NEPC 2013 Annual Meeting: Decision-Making Economics

Jennifer Colby, Program Coordinator of the Vermont Pasture Network at UVM, Colchester, took the floor to wrap up the
Developing Economic and Energy Tools to Aid Farmer Decision-Making session.

She gave some history on dairy farm economics. Agricultural economists have looked at these economic indicators:

  • Debt to asset ratio (Karszes et al., Kriegel, Parsons)
  • Paid labor expense per hundredweight
  • Grain as % of milk
  • Milk per cow
  • Net profit per cow
  • Labor and machine per cow

However, this has been a dairy focus. It has extensive records so it is a great snapshot of grazing dairy farm profitability running now over a decade of results. Expanding economic analysis into non-dairy is challenged by a lack of farm numbers in the New England area but not in the Northeast Region.

“Economic uncertainty and financial performance” research by Cannella, 2009, observed that it is a challenge to measure economic performance when averaging the best and the worst. It makes it hard to identify the attributes contributing to the best, and why the worst are the worst. What makes that difference?

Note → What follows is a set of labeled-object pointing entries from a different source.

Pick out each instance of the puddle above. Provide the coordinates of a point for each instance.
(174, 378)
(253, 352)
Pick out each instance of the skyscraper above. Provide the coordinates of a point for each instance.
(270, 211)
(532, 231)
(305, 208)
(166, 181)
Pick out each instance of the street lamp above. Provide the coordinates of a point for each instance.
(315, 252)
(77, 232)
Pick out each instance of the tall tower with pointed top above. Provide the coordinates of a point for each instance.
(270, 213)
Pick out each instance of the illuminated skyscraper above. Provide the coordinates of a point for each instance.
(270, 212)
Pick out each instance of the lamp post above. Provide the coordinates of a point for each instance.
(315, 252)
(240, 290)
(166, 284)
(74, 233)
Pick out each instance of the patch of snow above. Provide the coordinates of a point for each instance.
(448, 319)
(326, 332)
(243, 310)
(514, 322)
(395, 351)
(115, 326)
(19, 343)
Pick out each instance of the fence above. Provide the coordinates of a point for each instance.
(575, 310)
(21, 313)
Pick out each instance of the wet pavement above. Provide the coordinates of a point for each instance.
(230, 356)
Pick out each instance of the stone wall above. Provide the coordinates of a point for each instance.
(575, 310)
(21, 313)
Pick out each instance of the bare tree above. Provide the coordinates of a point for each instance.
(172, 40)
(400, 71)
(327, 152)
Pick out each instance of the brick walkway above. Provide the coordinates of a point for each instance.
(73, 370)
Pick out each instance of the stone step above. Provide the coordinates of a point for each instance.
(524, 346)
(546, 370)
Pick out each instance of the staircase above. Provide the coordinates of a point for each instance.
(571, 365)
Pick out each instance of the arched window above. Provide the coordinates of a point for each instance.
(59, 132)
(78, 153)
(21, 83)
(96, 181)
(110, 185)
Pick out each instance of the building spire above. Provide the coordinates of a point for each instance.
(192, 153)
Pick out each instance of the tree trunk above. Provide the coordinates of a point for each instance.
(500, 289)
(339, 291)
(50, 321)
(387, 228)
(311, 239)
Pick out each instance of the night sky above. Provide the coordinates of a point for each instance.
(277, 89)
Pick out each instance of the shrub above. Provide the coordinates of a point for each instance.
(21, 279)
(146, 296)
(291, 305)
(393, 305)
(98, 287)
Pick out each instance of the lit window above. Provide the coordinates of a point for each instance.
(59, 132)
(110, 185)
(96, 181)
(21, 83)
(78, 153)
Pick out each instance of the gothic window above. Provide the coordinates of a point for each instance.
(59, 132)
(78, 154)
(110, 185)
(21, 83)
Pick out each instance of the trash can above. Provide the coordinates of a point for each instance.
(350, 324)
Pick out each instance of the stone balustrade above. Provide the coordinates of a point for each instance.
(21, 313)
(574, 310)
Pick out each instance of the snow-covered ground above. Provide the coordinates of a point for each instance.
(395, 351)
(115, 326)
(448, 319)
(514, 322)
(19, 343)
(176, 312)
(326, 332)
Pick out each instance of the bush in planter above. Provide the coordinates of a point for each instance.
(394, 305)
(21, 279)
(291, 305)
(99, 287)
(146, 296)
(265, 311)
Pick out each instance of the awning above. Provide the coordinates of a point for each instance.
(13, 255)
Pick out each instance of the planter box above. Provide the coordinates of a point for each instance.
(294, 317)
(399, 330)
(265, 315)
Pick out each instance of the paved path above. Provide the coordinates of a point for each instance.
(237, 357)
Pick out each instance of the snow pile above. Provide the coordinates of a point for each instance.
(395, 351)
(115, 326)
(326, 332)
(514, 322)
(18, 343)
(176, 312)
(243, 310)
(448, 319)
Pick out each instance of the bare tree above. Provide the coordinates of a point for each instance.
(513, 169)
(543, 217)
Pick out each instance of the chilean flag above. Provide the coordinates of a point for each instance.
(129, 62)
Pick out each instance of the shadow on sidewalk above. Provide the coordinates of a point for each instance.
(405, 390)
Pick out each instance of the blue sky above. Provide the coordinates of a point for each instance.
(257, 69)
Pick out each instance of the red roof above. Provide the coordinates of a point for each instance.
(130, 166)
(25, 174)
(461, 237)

Daily decisions.

Jennifer asked the question, “What are day-to-day economic decisions?” She gave some examples:

  • Value of a grazing day versus a day feeding stored feed,
  • Cost of timing forage harvest, and
  • Renting versus purchasing equipment; versus purchasing forages.

Then she asked, “What do YOU use as a daily indicator?” For a grass farmer during the growing season, it should be how high the grass is, its stage of maturity, and how much of it is like that.

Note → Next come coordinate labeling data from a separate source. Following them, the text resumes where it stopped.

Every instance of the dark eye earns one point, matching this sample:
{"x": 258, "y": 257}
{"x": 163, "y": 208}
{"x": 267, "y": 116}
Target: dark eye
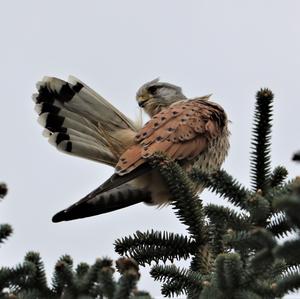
{"x": 153, "y": 89}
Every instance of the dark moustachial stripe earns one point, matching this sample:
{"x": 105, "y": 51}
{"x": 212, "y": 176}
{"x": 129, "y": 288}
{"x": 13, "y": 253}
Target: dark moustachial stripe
{"x": 44, "y": 95}
{"x": 47, "y": 107}
{"x": 69, "y": 146}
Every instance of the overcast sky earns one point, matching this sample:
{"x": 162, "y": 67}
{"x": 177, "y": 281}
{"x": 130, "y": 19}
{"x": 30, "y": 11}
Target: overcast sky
{"x": 228, "y": 48}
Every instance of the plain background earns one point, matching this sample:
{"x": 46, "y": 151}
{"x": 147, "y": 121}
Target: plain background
{"x": 228, "y": 48}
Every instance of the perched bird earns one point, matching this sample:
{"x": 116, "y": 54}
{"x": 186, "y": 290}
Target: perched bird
{"x": 80, "y": 122}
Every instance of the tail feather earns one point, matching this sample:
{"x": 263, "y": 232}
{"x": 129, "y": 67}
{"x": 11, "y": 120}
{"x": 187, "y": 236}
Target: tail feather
{"x": 80, "y": 147}
{"x": 117, "y": 198}
{"x": 79, "y": 121}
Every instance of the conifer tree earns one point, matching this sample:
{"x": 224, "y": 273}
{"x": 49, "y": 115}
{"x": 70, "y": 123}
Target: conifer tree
{"x": 235, "y": 252}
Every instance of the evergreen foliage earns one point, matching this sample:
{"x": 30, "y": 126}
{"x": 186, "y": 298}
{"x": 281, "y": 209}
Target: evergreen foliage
{"x": 234, "y": 252}
{"x": 28, "y": 279}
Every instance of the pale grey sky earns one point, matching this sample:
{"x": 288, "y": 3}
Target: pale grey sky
{"x": 228, "y": 48}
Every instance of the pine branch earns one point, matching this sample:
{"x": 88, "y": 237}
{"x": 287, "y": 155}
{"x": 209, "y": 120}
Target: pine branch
{"x": 260, "y": 209}
{"x": 188, "y": 207}
{"x": 289, "y": 283}
{"x": 228, "y": 272}
{"x": 16, "y": 277}
{"x": 261, "y": 140}
{"x": 39, "y": 280}
{"x": 63, "y": 277}
{"x": 255, "y": 239}
{"x": 280, "y": 226}
{"x": 223, "y": 184}
{"x": 290, "y": 203}
{"x": 289, "y": 251}
{"x": 296, "y": 156}
{"x": 129, "y": 276}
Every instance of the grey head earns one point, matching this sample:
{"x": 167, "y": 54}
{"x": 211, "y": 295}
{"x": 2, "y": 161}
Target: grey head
{"x": 153, "y": 96}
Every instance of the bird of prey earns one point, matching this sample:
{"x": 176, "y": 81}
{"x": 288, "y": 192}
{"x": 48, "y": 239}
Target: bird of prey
{"x": 80, "y": 122}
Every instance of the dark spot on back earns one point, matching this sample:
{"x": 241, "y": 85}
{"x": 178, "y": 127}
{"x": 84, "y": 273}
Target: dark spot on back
{"x": 66, "y": 93}
{"x": 44, "y": 95}
{"x": 47, "y": 107}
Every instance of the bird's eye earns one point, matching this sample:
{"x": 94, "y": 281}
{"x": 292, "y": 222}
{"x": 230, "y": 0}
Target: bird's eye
{"x": 153, "y": 89}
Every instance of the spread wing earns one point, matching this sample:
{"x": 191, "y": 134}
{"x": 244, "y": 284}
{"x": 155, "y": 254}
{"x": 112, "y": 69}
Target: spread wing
{"x": 182, "y": 131}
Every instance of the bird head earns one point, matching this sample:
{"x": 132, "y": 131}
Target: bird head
{"x": 154, "y": 96}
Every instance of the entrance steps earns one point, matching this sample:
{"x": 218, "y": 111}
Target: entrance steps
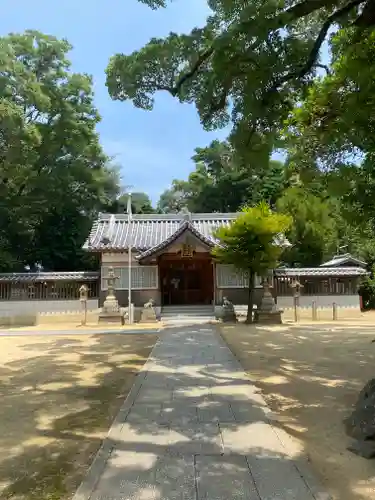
{"x": 175, "y": 315}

Historical energy measurements are fuel use, electricity use (often tied to milking parlor), and labor expense. Energy data pros & cons:

Pros:

  • regularly collected
  • they’re easier to get quickly
  • give a financial picture
  • “Headquarters”

Cons:

  • single bottom-line
  • “landscape-level”
  • different farm sizes, types

Energy data is easily collected at the headquarters scale for a farm. At the landscape level, the collection of enough or all relevant data is more uncertain or is not readily available or apparent (overlook an energy input). There is also a choice one has to make on how large a landscape is appropriate. Different farm sizes and types can lead to an unrepresentative average if all the data is thrown together. Yet, it also presents problems if farm sizes and types are segregated out as a discrete data blocks. Sample size of each block of data may not be large enough to have a very sensitive statistical analysis.

In closing Jennifer asked the question, “How to address the challenge?” The CIG Energy project goals are to use this opportunity to look at energy use in a new way and incorporate that perspective into day-to-day farm-level decisions. Many of the farmer members of the Consortium could participate in this project for their own edification and give the project the requisite sample size and scope.